The commodities bust may be about to claim some brand-name victims:

Freeport-McMoRan Inc: The Hits Just Keep Coming

Freeport-McMoRan (NYSE:FCX) is off to a brutal start in 2016 with its stock price down nearly 40% in just over a week. The company is being battered by a barrage of negative news items, with the latest being another analyst downgrade. The rough start, which follows a very tough 2015, has a lot of investors wondering if the company will make it through the year in one piece.

The weakness in the copper price has been the biggest weight on Freeport-McMoRan’s stock this year. Its price recently hit a six-year low due to growing concerns of a worsening slowdown in China, which is the world’s biggest copper market. With copper falling below $2 per pound it calls into question Freeport-McMoRan’s ability to generate sufficient cash flow to both manage its debt and fund its capex plan. It’s a plan that is based on a $2 copper price in 2016 and $45 per barrel for oil. Presently, copper is a few pennies below that level, while oil has plunged into the low $30s.

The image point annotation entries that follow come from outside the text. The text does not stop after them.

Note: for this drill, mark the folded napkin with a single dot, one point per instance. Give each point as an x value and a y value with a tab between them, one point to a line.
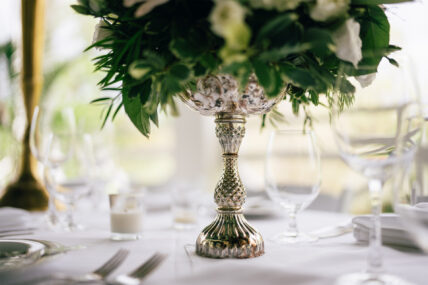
393	232
15	219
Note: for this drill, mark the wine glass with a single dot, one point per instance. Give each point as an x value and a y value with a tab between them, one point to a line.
292	177
44	126
68	174
373	138
411	193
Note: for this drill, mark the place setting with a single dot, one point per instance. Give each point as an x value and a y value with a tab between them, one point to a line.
218	141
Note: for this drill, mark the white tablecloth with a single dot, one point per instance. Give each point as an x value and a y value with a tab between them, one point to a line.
317	263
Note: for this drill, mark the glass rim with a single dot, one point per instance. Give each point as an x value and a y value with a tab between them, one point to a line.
292	131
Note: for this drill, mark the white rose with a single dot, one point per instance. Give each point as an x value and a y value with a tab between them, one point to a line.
366	80
348	42
327	9
100	32
226	14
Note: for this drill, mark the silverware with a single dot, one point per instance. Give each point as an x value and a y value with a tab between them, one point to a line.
135	277
96	276
11	230
11	234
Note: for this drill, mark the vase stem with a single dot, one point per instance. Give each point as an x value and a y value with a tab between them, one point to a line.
230	235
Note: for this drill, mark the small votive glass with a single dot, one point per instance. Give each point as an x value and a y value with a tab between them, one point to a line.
184	206
126	216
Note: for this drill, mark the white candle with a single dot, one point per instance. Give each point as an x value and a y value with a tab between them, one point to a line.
126	222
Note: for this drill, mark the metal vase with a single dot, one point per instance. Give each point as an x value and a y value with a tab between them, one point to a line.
230	235
27	192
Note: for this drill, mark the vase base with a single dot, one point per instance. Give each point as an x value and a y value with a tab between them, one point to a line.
230	236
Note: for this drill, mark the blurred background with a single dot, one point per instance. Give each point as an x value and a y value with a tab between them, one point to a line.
183	148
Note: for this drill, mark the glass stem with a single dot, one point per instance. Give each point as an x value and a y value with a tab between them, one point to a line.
70	215
375	237
292	229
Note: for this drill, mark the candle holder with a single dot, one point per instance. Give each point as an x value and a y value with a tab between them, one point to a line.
229	235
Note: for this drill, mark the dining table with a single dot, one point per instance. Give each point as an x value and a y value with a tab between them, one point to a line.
316	263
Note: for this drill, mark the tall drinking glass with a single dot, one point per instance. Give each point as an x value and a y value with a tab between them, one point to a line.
44	126
69	174
292	176
411	193
372	137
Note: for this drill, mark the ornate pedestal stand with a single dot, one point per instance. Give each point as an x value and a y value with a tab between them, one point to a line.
230	235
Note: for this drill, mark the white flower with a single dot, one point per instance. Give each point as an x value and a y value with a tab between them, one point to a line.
366	80
225	15
100	32
145	7
283	5
348	42
328	9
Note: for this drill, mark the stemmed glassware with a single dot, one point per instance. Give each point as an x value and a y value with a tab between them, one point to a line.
48	130
374	135
293	178
411	193
69	177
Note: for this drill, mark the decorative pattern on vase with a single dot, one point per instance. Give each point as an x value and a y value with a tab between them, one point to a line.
229	235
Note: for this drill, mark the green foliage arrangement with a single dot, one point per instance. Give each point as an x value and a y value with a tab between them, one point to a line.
156	49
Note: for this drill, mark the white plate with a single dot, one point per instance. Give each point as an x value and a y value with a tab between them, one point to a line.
18	253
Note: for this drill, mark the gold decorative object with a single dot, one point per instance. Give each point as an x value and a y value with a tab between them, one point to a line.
230	235
26	192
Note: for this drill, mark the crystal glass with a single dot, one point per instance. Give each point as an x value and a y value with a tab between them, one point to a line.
68	174
184	205
126	216
293	178
44	126
411	193
373	136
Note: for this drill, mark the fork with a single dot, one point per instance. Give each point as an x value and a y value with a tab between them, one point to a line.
97	275
135	277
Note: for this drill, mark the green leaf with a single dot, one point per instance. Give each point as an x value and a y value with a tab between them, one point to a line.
183	49
377	2
345	86
276	26
100	100
280	53
180	71
375	36
145	90
209	61
138	115
298	76
314	97
81	9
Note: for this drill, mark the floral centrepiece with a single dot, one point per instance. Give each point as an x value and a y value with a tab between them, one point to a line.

Those price weaknesses not only will weigh on the company’s cash flow, but are weighing on the value of oil and copper assets. That’s making it even less attractive for Freeport-McMoRan to pursue asset sales to pay down its large debt load. In fact, asset values have fallen so steeply that one Jefferies analyst is concerned that “window of opportunity for Freeport-McMoRan to repair its balance sheet may have closed.” That’s after the company has yet to find a funding solution for its oil and gas business after searching for alternatives for more than a year.

Glencore Debt Swaps Jump to Six-Year High as Copper Price Slides

(Bloomberg) – The cost of insuring Glencore Plc’s (GLNCY) debt against default rose to a more than six-year high as the price of raw materials such as copper continued to tumble.

The trader and miner’s credit default swaps increased to as much as 946 basis points, the highest since April 2009 on a closing basis, according to data from S&P Capital IQ’s CMA.

Slumping commodity prices have battered Glencore, prompting it to scrap a dividend payment, sell new shares and outline asset sales as it seeks to curb debt to maintain its investment-grade rating. Copper dropped to a six-year low amid a rout in metals as muted Chinese inflation increased concern that demand from the world’s largest buyer of raw materials will slow.

“CDS levels are driven by commodity prices and in the case of Glencore, especially copper,” said Max Mihm, a Frankfurt-based portfolio manager at Union Investment, which holds Glencore bonds among assets totaling about $271 billion. “If prices fall further and stay low Glencore will need to do more to protect its IG ratings.”